Nedžad Novalić, a historian and member of the team at the Centre for Nonviolent Action, shares a similar opinion, stating that it is clear that not all sites can become monuments and remain permanently closed, but some of the most significant buildings and locations should certainly have that museum role.
– But schools, courtrooms, cultural centres, hotels – most of them have continued to be used, and today they mostly serve the purpose for which they were originally built. It would be fair to find a way to put up a plaque, erect a small monument or something similar, to indicate that the building had a different role at one time and that some people suffered within it. For all of us, this could serve as a warning of how war can turn even the most noble of things and buildings into places of torture, from schools to sports halls. Imagine the people who were imprisoned in the classroom where they completed their primary school education, in a space that for most of us evokes the fondest memories of childhood! And there were many such classrooms. These memorials could also be a kind of hope that, as a society, we have come to terms with what happened to us and have nevertheless managed to move on, an example of strength and of life triumphing over suffering and adversity, says Novalić.
The greatest issue in marking Vilina vlas lies in the local authorities, states the association Women Victims of War, because the local authorities in Višegrad are removing any mention of the crimes that took place in this building, and this approach contributes to a culture of denial and further undermines the possibility of building trust between communities.

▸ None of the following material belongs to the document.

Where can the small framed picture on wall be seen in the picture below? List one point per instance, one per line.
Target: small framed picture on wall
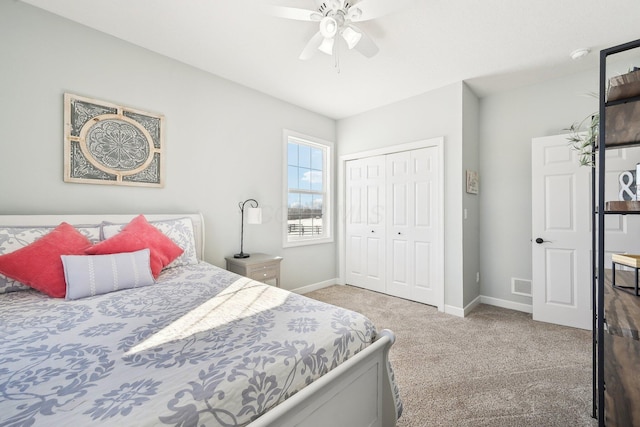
(473, 183)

– A dignified model for marking Vilina vlas site would involve an official memorial, public acknowledgement of the crime, educational content on war crimes, and an institutional guarantee that such crimes will never be repeated, says the association Women Victims of War, warning that the culture of remembrance in Bosnia and Herzegovina still largely depends on the work of associations, individuals and victims’ families, while the institutional approach remains inconsistent and often burdened by political divisions. It is for this very reason that civil society bears the greatest burden of preserving the truth and memory.
– There are many examples where memorialisation, education and the contemporary use of space have been successfully combined, says Novalić. Prijedor is one example, where the Keraterm and Trnopolje detention camps have been marked and nobody touches these monuments.
– In Zavidovići, the authorities allowed the Serb community to mark a site of suffering that had been unmarked for years. In Sarajevo, the site Kazani has been marked; perhaps the inscription on the monument and the location are not the best solution, but it is a step forward. We have also found that current owners of the buildings we went to in order to mark them as unmarked sites of suffering support the idea and the activity when it is presented to them that we are doing it in an honest and non-selective way, where we equally respect all victims. In Žepče, a man told us he knew what had happened in that silo; he didn't have the strength to start the process himself, but he was happy to let us enter the space with former prisoners. For them, it meant a great deal; for the first time, they had the opportunity, as free men, to enter the place where they had been imprisoned. So it is important to present this to people as a fair approach to the past, to the victims and, ultimately, to future generations to come. Some people will understand and support it, others will not for various reasons, but we mustn't give up”, says Novalić.